What Are Some Characteristics of Gifted Students?
Is there a child in your classroom who seems bored? Does your student seem to always complete their homework before they go home? Does your student seem to put in minimal effort while always scoring well on tests? Is there a chatterbox in the classroom or a class clown? Can disruptive behaviour in the classroom mean that your student is gifted? Yes, some gifted children may exhibit these behaviours.

Gifted children do not only excel in their studies. They can be gifted in other ways, too. A gifted child may excel in sports or music. Gifted children will often find a way to develop their talent through expression, especially artistically. Disruptive behaviour from a gifted child is often a method of self-expression in a restrained environment.

Are IQ Tests Necessary?
IQ tests are usually done to determine if a child is indeed gifted. However, according to educational psychologist David Palmer, Ph.D., IQ tests aren’t necessarily the best way to do that. “IQ tests typically have timed subtests, meaning that the faster a child responds or correctly completes a task, the more points she earns,” Palmer explains to Psychologytoday.com. “However, gifted children who are perfectionists may respond more slowly than others, taking their time, working carefully and methodically, and checking their responses for accuracy.

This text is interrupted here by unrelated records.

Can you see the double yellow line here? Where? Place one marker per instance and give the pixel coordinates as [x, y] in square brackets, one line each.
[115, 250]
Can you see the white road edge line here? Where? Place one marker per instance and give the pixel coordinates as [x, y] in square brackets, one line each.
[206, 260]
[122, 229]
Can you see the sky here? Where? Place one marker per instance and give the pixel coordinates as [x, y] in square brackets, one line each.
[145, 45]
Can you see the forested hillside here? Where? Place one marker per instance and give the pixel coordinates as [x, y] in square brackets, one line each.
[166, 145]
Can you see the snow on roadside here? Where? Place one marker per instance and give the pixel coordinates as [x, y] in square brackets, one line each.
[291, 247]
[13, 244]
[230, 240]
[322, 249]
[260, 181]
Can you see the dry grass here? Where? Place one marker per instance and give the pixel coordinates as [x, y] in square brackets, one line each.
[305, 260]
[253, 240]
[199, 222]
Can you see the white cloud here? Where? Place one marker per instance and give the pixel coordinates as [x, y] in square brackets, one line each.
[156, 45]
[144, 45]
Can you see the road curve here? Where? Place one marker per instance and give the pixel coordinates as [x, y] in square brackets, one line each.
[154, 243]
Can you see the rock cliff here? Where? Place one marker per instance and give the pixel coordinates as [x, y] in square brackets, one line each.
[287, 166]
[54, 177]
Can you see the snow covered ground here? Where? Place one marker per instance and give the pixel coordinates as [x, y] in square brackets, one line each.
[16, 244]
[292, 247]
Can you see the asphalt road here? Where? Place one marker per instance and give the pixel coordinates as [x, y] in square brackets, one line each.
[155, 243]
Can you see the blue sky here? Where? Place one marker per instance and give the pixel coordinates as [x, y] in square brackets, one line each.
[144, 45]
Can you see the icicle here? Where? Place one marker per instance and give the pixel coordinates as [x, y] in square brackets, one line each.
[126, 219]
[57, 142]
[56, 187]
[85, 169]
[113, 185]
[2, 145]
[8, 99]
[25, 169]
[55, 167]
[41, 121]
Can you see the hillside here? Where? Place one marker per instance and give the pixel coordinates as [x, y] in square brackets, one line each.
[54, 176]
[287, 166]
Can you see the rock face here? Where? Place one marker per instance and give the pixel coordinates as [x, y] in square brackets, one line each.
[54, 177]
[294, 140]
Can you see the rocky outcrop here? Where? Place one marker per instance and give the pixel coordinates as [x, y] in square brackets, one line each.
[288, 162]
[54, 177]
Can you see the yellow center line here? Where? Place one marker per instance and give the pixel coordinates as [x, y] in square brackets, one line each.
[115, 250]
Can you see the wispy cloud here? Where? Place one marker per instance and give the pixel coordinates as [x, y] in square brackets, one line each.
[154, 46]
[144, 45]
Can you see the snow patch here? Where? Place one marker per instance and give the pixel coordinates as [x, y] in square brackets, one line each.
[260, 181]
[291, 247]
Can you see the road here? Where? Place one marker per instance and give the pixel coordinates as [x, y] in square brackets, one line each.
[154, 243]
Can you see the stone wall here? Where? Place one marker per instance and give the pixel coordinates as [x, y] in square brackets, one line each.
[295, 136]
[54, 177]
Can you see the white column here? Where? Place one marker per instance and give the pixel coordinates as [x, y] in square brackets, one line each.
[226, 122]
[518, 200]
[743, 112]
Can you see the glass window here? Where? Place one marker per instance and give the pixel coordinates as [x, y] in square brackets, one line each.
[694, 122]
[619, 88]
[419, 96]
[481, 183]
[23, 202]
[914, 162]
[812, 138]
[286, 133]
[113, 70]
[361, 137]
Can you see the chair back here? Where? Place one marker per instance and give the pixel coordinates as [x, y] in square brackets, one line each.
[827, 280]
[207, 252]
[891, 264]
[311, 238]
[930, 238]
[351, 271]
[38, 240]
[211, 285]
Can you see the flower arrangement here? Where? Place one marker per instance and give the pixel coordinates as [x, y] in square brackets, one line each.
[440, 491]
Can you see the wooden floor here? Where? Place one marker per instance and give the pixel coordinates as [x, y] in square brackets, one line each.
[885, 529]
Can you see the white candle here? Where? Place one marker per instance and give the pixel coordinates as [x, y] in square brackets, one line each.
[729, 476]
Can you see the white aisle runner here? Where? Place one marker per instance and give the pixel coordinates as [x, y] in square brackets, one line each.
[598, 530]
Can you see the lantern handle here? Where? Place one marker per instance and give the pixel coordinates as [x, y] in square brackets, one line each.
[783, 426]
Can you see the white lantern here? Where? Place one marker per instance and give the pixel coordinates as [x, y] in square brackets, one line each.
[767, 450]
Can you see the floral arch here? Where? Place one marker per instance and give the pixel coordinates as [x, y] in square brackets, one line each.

A gifted child with a high energy level who has a hard time focusing attention on structured tasks may also be at a disadvantage when it comes to performing in the rigidly structured atmosphere of an IQ test.

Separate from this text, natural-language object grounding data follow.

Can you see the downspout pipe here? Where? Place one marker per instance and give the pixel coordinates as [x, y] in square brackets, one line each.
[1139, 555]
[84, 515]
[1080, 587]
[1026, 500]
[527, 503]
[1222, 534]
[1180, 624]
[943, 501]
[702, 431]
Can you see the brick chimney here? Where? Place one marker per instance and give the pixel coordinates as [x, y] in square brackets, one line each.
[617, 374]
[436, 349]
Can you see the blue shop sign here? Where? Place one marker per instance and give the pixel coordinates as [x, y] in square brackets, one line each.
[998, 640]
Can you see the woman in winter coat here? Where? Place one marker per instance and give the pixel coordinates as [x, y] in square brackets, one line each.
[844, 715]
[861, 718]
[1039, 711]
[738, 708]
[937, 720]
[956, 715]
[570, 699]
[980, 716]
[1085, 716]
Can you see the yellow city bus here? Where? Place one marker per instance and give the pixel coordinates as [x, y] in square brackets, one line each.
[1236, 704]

What is Your Role as a Teacher of a Gifted Student?
Teachers are not the only ones expected to identify gifted students. Parents usually know if their child has a certain talent or knack for learning. Children who are gifted tend to show off their skills at early stages of development – before ever stepping foot in a classroom.

However, sometimes children’s talents don’t begin to take shape until school begins. A teacher’s role in helping students develop their academic gifts can be simply recognizing it, understanding it and nurturing it. If you think a student in your class is gifted, discuss your thoughts with the parents and get their take on it. While you alone may not be able to help that child reach their maximum potential, you can definitely help them fit into the traditional classroom better.

Encourage them to develop their talent just like any other child. Praise a normally disruptive child when they exhibit positive behaviour to encourage more of it. Ben Johnson, author and educator, believes praising one student over another is a good idea. “In this age of equality, teachers feel that praising a student above others is detrimental to the other students. This could not be further from the truth. Students have a need to exceed and innately understand that each exceeds differently. The detriment of this mentality is that the truly gifted students are shackled and not allowed to explore their gifts, or even worse, accept them,” Johnson says.

Gifted children can often feel out of place in a traditional classroom setting. Making your gifted student feel like everyone else, or making them feel comfortable with their abilities, can make all the difference in how that child continues to develop. A positive environment can help a gifted child thrive and reach their true potential.